Ia menumpu kepalanya seraya memandangiku yang masih berdiri di pintu. "Kita bisa tinggal di ruangan ini bersama karena kau pun telah menolak tinggal di rumahku," dengan tangan lain ia menepuk kasurku. "Kemarilah, jangan sungkan-sungkan."
Aku menggeleng pelan. "Yang benar saja, hei, jangan—" Xander sudah menaikkan kedua kakinya, padahal sudah tertulis jelas tidak ada yang boleh menaikkan kakinya sebelum mencuci kaki! "Ah, kau bisa mengotori sperainya, bodoh!"
"Aku mau mengotorinya bersamamu," Ia mengerling singkat. "Itu akan menyenangkan."
"Oh, Xander, yang benar saja." Pria satu ini selalu berhasil membuat hormon dan emosiku jadi tidak karuan begini. Aku memukul kakinya "Kau pikir bisa seenaknya di sini?"
Xander mengedarkan pandangan lalu berhenti pada mataku. "Ini rumahmu, berarti ini rumahku juga. Rumahku adalah tempat yang aku bisa bertindak seenaknya. Jadi, tentu saja aku bisa berbuat seenaknya," ia menyeringai penuh. "Aku sangat senang." Ia pun terduduk sedangkan aku hanya memandanginya. "Kau tidak senang?"
"Tentu saja tidak," Aku mengerang pelan, kemudian terduduk di dekatnya. "Ini adalah rumahku dan Melanie, kami sudah cukup berdua, dan kau berani kemari. Apa kau sadar apa yang kau lakukan? Bahkan aku tidak bisa merasa normal lagi sekarang.
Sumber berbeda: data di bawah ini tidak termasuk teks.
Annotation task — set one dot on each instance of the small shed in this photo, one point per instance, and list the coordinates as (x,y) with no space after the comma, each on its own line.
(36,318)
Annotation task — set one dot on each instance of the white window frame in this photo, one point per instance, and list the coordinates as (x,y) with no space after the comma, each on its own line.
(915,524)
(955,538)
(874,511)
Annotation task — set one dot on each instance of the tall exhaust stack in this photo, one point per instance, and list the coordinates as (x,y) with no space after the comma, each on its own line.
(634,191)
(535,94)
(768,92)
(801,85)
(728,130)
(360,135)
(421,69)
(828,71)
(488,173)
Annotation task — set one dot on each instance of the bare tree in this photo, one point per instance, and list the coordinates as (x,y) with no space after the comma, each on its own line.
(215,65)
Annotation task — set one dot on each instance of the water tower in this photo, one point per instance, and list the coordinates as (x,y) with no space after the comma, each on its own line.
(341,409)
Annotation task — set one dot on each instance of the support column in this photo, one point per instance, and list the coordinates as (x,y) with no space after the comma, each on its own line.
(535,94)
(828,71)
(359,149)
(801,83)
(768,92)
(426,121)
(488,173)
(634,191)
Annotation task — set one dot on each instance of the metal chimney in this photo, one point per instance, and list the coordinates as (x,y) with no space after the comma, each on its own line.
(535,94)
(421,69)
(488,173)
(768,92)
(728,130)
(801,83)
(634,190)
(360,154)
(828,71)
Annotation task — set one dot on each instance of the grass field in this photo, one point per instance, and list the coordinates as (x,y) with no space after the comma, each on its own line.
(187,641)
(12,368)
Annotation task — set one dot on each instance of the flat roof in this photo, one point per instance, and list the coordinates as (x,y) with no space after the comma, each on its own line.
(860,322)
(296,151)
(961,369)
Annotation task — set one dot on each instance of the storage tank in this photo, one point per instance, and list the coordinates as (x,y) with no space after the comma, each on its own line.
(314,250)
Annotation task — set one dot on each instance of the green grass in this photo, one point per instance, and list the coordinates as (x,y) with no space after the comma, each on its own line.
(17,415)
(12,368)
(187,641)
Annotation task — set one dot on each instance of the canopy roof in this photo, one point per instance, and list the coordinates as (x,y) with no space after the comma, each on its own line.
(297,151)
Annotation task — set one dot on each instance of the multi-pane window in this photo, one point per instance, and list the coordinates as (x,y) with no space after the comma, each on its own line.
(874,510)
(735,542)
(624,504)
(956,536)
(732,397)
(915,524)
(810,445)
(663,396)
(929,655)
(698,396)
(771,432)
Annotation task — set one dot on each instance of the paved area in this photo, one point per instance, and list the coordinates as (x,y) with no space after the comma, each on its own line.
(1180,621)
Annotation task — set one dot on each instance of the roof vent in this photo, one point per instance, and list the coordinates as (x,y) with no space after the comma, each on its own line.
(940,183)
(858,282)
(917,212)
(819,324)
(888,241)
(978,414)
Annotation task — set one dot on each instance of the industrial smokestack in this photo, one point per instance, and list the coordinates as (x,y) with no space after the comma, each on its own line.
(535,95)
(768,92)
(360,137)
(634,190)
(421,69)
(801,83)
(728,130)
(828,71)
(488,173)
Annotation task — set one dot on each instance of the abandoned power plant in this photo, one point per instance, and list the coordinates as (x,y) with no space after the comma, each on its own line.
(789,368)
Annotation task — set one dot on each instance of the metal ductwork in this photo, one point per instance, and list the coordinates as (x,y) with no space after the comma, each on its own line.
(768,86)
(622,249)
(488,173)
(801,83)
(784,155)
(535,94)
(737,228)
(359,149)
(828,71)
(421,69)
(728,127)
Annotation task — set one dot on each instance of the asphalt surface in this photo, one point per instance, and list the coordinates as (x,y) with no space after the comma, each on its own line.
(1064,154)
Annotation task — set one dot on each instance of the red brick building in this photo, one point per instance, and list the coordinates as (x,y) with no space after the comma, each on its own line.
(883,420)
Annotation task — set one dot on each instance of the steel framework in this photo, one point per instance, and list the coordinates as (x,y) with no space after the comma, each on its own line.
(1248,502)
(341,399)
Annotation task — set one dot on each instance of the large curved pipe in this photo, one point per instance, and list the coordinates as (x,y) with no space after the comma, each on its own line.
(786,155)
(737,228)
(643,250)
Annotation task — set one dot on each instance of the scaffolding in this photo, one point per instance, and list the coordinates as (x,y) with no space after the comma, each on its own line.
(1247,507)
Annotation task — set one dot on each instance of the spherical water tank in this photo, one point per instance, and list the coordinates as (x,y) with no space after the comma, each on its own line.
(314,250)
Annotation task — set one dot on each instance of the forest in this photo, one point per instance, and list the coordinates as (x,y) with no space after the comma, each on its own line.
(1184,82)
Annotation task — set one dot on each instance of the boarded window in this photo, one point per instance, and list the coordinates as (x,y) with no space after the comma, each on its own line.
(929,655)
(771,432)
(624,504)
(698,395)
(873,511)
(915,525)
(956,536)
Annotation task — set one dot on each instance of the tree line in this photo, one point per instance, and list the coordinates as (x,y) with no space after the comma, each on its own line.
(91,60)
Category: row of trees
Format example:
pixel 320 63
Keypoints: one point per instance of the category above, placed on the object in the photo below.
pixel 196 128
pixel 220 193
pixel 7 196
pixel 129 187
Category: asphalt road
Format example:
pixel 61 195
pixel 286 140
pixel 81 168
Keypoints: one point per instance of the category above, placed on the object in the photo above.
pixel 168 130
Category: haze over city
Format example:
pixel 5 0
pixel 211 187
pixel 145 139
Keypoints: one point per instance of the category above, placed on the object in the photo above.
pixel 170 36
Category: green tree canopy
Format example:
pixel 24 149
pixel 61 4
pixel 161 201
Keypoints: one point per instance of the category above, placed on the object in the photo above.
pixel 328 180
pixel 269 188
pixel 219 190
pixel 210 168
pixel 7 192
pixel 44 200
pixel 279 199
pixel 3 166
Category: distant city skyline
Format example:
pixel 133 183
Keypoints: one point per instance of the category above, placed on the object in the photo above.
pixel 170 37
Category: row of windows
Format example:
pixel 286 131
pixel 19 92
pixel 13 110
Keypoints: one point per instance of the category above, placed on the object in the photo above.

Aku bisa saja mati muda!"
Xander cepat merangkul bahuku, "Sayang, kau memang tidak berhak diperlakukan normal." Aku melotot padanya. "Kau berhak diperlakukan istimewa." Ia menyandar di bahuku, mendekap tanganku untuk dibawa ke dekat dadanya. "Aku tidak bisa mengungkapnya padamu, tapi kau tahu alasannya... aku mau denganmu."
"Lalu?"
"Aku mau bersamamu," Ia memiringkan wajah lantas mencolek daguku. "Aku mau menghabiskan waktuku denganmu, berdua denganmu."
Aku terkekeh pelan lalu mendorong tangannya. "Ayolah, berhenti berkata hal konyol."
"Ayolah," ulangnya lantas menarik tubuhku untuk tetap terduduk. "Ayolah ... ayolah, apa lagi yang kau tunggu? Apa yang kau mau dariku? Katakan saja. Kau mau aku romantis? Atau kau mau aku jadi pria yang gentleman? Aku bisa semuanya."
Aku tertawa pelan lantas mendorong tubuhnya lagi. "Yang benar saja."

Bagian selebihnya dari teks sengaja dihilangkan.